もし、万が一、私や息子に何かあった時には、ここの宿にある全てをお前さんに托そう」
「何をそんな……、知り合って間もない私にそこまで信頼を」
「長年、冒険者相手にこういう商売をしているから分かるんだよ。
あんたは違うってね。
それに、ここに居るどの野郎共より、あんた実は強いんだろ?
わたしには分るよ。
そして誰よりも信頼できるってね。あんたの瞳を見れば分るさ」
(護る……か。騎士。)
私はこちらへ飛ばされる前に出会ったプレイヤーが頭に浮かんだ。
――純白の騎士。
(彼の女性騎士なら、どう答えたであろう?
礼儀正しく、態度にまで騎士道精神が表れていたな。
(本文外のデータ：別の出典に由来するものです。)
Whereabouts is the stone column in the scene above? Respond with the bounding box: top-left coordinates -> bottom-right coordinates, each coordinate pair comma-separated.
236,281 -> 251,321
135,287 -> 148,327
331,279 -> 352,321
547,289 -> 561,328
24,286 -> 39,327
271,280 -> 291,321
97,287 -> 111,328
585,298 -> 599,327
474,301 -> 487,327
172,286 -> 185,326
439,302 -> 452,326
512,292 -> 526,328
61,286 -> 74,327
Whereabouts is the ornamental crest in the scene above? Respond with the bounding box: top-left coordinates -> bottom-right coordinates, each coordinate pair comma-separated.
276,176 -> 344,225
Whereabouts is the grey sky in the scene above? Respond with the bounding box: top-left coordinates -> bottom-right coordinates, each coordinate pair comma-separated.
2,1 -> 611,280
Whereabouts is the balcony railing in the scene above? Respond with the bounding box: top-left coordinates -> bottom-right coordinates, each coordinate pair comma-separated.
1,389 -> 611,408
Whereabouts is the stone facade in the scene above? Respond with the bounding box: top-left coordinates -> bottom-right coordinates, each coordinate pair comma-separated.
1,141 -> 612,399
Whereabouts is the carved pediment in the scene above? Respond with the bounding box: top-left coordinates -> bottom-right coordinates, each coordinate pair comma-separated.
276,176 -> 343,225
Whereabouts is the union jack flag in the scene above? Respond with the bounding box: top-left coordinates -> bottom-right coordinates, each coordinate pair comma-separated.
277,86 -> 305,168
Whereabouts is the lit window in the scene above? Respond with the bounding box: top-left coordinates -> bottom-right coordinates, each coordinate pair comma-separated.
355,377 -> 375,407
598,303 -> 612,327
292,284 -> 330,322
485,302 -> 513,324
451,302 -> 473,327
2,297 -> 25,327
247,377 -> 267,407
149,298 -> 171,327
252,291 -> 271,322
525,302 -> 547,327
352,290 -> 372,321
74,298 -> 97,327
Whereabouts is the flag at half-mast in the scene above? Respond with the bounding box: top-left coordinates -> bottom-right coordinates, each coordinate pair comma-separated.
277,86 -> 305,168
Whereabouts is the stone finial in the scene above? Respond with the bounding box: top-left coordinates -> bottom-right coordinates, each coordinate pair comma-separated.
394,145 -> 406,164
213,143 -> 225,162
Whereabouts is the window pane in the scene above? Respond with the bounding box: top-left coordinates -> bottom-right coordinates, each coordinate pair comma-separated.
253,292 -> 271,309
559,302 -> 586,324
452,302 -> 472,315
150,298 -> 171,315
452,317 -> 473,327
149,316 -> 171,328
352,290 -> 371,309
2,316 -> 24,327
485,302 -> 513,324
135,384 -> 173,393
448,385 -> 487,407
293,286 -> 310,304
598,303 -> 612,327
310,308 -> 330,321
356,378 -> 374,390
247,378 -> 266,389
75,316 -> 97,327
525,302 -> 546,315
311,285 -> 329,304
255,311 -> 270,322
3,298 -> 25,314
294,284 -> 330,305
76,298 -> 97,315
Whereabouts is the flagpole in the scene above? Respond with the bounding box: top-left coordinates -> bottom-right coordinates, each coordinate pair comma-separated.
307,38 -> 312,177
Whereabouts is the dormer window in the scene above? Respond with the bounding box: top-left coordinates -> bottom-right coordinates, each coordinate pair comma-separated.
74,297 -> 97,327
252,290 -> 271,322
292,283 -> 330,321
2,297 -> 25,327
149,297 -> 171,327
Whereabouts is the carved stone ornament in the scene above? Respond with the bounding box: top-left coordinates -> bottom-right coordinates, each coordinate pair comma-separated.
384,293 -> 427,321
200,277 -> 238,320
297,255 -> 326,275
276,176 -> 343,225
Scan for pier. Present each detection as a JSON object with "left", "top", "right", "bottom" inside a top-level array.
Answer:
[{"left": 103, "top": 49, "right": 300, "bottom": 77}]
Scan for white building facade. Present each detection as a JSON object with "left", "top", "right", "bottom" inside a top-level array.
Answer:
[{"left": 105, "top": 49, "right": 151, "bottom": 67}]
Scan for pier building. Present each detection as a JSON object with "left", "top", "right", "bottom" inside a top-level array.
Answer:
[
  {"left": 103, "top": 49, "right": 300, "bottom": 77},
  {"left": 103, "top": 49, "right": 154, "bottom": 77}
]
人として尊敬するよ)
私の瞳を見つめるルイーダ。
俯いていた私は、顔を上げ、ルイーダを見つめ返した。
私は精神を注ぎ、一言で答えた。
「わかりました」
柱に隠れていたルイダが出てきた。
「お姉ぇぇちゃぁぁあん」
そして私の外套へ、しがみ付いてきた。
普段は強そうに見えた娘ではあったが、私に心を許したからなのか、目から涙が流れていた。
怖かったのであろう。
そうであろう。手練れの冒険者ですら、動揺しているのだ。
そんな動揺している姿を見せられたら、子どもが泣いてしまうのも仕方がない。
私は優しくルイーダにもう一言、答えた。